This seems to have been King Hakon's finest battle, and the most conspicuous of his victories, due not a little to his own grand qualities shown on the occasion. But, alas! it was his last also. He was still zealously directing the chase of that mad Danish flight, or whirl of recoil towards their ships, when an arrow, shot Most likely at a venture, hit him under the left armpit; and this proved his death.
He was helped into his ship, and made sail for Alrekstad, where his chief residence in those parts was; but had to stop at a smaller place of his (which had been his mother's, and where he himself was born)a place called Hella (the Flat Rock), still known as "Hakon's Hella," faint from loss of blood, and crushed down as he had never before felt. Having no son and only one daughter, he appointed these invasive sons of Eric to be sent for, and if he died to become king; but to "spare his friends and kindred." "If a longer life be granted me," he said, "I will go out of this land to Christian men, and do penance for what I have committed against God. But if I die in the country of the heathen, let me have such burial as you yourselves think fittest." These are his last recorded words. And in heathen fashion he was buried, and besung by Eyvind and the Skalds, though himself a zealously Christian king. Hakon the Good; so one still finds him worthy of being called. The sorrow on Hakon's death, Snorro tells us, was so great and universal, "that he was lamented both by friends and enemies; and they said that never again would Norway see such a king."
CHAPTER IV. HARALD GREYFELL AND BROTHERS
Eric's sons, four or five of them, with a Harald at the top, now at once got Norway in hand, all of it but Trondhjem, as king and under-kings; and made a severe time of it for those who had been, or seemed to be, their enemies.
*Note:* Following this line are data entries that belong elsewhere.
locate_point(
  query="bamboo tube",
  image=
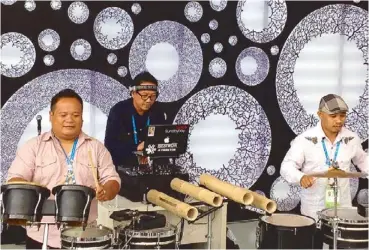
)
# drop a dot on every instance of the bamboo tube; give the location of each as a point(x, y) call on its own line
point(175, 206)
point(235, 193)
point(264, 203)
point(198, 193)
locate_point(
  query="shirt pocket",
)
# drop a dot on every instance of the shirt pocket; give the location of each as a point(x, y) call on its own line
point(85, 172)
point(46, 170)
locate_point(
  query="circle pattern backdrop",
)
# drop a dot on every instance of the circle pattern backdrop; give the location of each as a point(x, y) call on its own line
point(95, 88)
point(254, 136)
point(275, 26)
point(113, 28)
point(327, 20)
point(16, 65)
point(189, 52)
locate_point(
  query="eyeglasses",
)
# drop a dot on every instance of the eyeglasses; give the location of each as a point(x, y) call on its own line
point(145, 97)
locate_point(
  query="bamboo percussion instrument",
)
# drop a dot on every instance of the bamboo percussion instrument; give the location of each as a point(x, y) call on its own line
point(264, 203)
point(175, 206)
point(196, 192)
point(235, 193)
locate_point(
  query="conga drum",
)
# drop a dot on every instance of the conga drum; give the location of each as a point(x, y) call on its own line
point(22, 202)
point(72, 203)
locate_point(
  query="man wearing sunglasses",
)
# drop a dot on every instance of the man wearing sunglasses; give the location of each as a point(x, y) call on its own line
point(128, 120)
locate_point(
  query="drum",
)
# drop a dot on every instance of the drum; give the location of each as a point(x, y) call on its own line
point(72, 203)
point(285, 231)
point(158, 238)
point(22, 202)
point(98, 237)
point(352, 228)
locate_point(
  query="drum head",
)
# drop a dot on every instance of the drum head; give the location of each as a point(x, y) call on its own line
point(288, 220)
point(345, 214)
point(90, 234)
point(151, 233)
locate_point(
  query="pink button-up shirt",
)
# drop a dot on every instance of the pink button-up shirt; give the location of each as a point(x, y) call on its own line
point(43, 161)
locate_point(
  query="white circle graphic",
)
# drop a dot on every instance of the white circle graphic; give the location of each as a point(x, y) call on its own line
point(122, 71)
point(213, 24)
point(189, 52)
point(55, 4)
point(233, 40)
point(246, 148)
point(251, 18)
point(271, 170)
point(8, 2)
point(218, 47)
point(205, 38)
point(78, 12)
point(193, 11)
point(162, 61)
point(113, 28)
point(252, 66)
point(218, 5)
point(30, 5)
point(322, 23)
point(286, 195)
point(49, 60)
point(48, 40)
point(136, 8)
point(18, 55)
point(97, 89)
point(217, 67)
point(80, 50)
point(112, 58)
point(274, 50)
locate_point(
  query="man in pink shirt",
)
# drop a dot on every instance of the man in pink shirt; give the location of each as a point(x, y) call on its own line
point(61, 157)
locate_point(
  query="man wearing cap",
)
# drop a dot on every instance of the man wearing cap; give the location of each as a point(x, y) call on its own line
point(128, 121)
point(329, 144)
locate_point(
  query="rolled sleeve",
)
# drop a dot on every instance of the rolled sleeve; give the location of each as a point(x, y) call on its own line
point(24, 163)
point(360, 158)
point(292, 162)
point(106, 166)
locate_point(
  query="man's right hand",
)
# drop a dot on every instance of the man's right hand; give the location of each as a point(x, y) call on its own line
point(307, 181)
point(140, 146)
point(17, 179)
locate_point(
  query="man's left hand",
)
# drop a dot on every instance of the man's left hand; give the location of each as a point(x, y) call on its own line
point(101, 193)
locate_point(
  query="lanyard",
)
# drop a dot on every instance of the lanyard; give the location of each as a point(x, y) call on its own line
point(70, 175)
point(135, 129)
point(328, 162)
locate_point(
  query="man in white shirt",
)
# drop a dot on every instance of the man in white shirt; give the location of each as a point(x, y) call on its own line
point(319, 148)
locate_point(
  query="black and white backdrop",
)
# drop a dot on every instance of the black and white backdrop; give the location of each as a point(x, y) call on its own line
point(247, 75)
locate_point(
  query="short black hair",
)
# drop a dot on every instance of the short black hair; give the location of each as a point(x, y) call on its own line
point(144, 77)
point(65, 93)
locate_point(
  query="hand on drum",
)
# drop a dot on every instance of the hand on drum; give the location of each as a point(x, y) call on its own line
point(101, 193)
point(307, 181)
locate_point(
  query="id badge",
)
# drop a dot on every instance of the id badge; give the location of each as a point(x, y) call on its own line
point(329, 197)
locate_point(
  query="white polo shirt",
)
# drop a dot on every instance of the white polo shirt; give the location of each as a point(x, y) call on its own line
point(306, 155)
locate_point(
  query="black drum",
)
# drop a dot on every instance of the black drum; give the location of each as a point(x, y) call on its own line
point(285, 231)
point(158, 238)
point(94, 237)
point(352, 228)
point(22, 202)
point(72, 203)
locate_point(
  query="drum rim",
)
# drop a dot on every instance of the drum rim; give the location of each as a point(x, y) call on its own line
point(88, 239)
point(262, 218)
point(170, 231)
point(325, 217)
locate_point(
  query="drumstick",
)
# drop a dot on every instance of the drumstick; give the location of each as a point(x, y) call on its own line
point(93, 169)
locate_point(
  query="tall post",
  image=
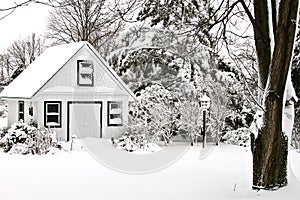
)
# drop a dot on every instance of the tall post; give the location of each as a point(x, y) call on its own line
point(204, 125)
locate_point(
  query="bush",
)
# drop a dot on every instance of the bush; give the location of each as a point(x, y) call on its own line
point(239, 137)
point(22, 138)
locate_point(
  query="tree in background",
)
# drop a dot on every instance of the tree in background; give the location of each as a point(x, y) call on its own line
point(88, 20)
point(274, 25)
point(22, 53)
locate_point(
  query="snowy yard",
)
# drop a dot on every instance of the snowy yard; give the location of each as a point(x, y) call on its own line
point(223, 173)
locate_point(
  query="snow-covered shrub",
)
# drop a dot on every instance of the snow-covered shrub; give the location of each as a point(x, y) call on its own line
point(134, 142)
point(25, 139)
point(3, 109)
point(155, 113)
point(240, 136)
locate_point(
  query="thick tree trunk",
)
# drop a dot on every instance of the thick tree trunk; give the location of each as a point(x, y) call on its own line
point(271, 146)
point(270, 152)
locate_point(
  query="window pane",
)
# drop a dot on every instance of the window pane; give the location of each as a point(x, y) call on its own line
point(53, 118)
point(115, 105)
point(114, 116)
point(21, 116)
point(52, 108)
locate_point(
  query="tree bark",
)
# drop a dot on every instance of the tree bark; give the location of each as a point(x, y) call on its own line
point(271, 146)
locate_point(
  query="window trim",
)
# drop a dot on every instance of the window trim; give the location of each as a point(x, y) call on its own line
point(21, 112)
point(78, 73)
point(108, 113)
point(59, 113)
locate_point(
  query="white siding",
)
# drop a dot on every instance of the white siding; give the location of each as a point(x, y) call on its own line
point(63, 87)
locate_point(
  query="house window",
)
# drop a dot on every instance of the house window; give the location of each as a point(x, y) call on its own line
point(52, 114)
point(21, 111)
point(85, 73)
point(114, 113)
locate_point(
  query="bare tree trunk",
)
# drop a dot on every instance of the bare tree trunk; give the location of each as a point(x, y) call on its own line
point(271, 146)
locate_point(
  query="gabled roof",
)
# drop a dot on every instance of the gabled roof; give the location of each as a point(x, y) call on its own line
point(38, 73)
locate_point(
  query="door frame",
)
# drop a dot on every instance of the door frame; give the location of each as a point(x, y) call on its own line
point(69, 103)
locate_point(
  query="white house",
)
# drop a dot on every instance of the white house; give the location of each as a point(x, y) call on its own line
point(72, 89)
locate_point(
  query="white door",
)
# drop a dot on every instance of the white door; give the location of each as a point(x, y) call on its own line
point(85, 119)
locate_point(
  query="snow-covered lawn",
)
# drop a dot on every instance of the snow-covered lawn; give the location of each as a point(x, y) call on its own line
point(222, 172)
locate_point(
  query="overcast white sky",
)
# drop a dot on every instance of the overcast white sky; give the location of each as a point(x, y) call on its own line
point(23, 22)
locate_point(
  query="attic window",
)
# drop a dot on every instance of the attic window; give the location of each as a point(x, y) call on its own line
point(21, 111)
point(85, 73)
point(115, 113)
point(52, 114)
Excellent Jarl Sigurd, always so useful to Hakon and his country, was killed by them; and they came to repent that before very long. The slain Sigurd left a son, Hakon, as Jarl, who became famous in the northern world by and by. This Hakon, and him only, would the Trondhjemers accept as sovereign. "Death to him, then," said the sons of Eric, but only in secret, till they had got their hands free and were ready; which was not yet for some years. Nay, Hakon, when actually attacked, made good resistance, and threatened to cause trouble. Nor did he by any means get his death from these sons of Eric at this time, or till long afterwards at all, from one of their kin, as it chanced. On the contrary, he fled to Denmark now, and by and by managed to come back, to their cost.
Among their other chief victims were two cousins of their own, Tryggve and Gudrod, who had been honest under-kings to the late head-king, Hakon the Good; but were now become suspect, and had to fight for their lives, and lose them in a tragic manner. Tryggve had a son, whom we shall hear of. Gudrod, son of worthy Bjorn the Chapman, was grandfather of Saint Olaf, whom all men have heard of,who has a church in Southwark even, and another in Old Jewry, to this hour. In all these violences, Gunhild, widow of the late king Eric, was understood to have a principal hand. She had come back to Norway with her sons; and naturally passed for the secret adviser and Maternal President in whatever of violence went on; always reckoned a fell, vehement, relentless personage where her own interests were concerned. Probably as things settled, her influence on affairs grew less. At least one hopes so; and, in the Sagas, hears less and less of her, and before long nothing.